A genuine social politician understands that democracy is not merely about elections but about social and economic justice. A true reformer cannot be content with cosmetic measures such as ‘administrative reform’ or ‘behavioural change’ alone -- because these often serve to reinforce the very injustices they claim to address.
Pakistan must therefore transition from power politics to social politics. The former revolves around control and privilege; the latter around participation and empowerment. Social politics aims to establish both political and economic democracy -- the twin foundations of a just society. Only a democratic order that promotes widespread prosperity, harmony with nature, and advancement of knowledge can bring real peace and happiness to people.
The ruling elite now speaks the language of ‘reform’ and ‘social change’. Yet, in practice, most such initiatives are limited to governance tweaks or image-building campaigns. They seldom attack the root cause of Pakistan’s social decay.
A mixed, welfare-oriented economy that combines efficiency with justice is the way forward. Politics must be repopulated by a new generation of social politicians devoted to serving humanity rather than exploiting it.

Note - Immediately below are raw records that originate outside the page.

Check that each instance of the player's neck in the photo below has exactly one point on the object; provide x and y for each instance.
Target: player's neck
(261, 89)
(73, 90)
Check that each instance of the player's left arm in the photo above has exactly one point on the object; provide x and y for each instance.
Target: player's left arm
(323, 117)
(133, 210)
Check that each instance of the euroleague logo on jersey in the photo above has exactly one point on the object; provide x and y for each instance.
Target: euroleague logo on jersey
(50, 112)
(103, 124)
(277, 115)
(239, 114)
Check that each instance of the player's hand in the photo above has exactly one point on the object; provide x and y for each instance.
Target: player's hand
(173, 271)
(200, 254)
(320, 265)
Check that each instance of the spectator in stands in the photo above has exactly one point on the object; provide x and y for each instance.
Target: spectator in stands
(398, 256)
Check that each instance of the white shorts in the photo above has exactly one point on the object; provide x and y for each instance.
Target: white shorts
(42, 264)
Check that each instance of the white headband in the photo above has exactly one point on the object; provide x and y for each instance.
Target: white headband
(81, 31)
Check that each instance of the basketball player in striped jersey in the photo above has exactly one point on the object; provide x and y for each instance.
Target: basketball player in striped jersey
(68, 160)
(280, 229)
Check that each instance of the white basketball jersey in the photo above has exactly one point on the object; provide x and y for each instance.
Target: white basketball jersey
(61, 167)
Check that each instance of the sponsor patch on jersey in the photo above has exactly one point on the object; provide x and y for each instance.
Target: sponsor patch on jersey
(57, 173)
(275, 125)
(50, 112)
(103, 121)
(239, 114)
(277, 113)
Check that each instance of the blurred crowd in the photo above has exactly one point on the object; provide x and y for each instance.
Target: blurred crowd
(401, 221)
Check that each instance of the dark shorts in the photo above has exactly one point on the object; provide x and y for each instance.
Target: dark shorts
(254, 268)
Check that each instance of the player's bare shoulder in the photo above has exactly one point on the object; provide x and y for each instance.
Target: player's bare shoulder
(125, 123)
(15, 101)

When economies are run solely for the benefit of a few, environmental degradation becomes inevitable. Pakistan’s recurring floods, water scarcity, and heatwaves are not acts of fate -- they are nature’s response to our economic greed and ecological neglect. Growth that ignores human welfare and environmental limits is self-destructive.
History shows that growth alone can bring gradual change only when accompanied by education, skill development, and technological progress. Yet in Pakistan, these necessary conditions are stifled by entrenched institutional barriers. The ruling classes resist reforms in administration and taxation that could promote equitable growth because such reforms threaten their privileges.
Instead, the burden of taxation falls disproportionately on the poor through indirect taxes on basic goods and services, while the wealthy continue to evade taxes and enjoy state-granted exemptions. This regressive system deepens inequality, fosters resentment, and erodes trust in the state.
Growth that enriches a few while marginalising many is not development; it is destabilisation. Sustainable prosperity demands a new framework -- one that simultaneously eliminates poverty and narrows wealth disparities.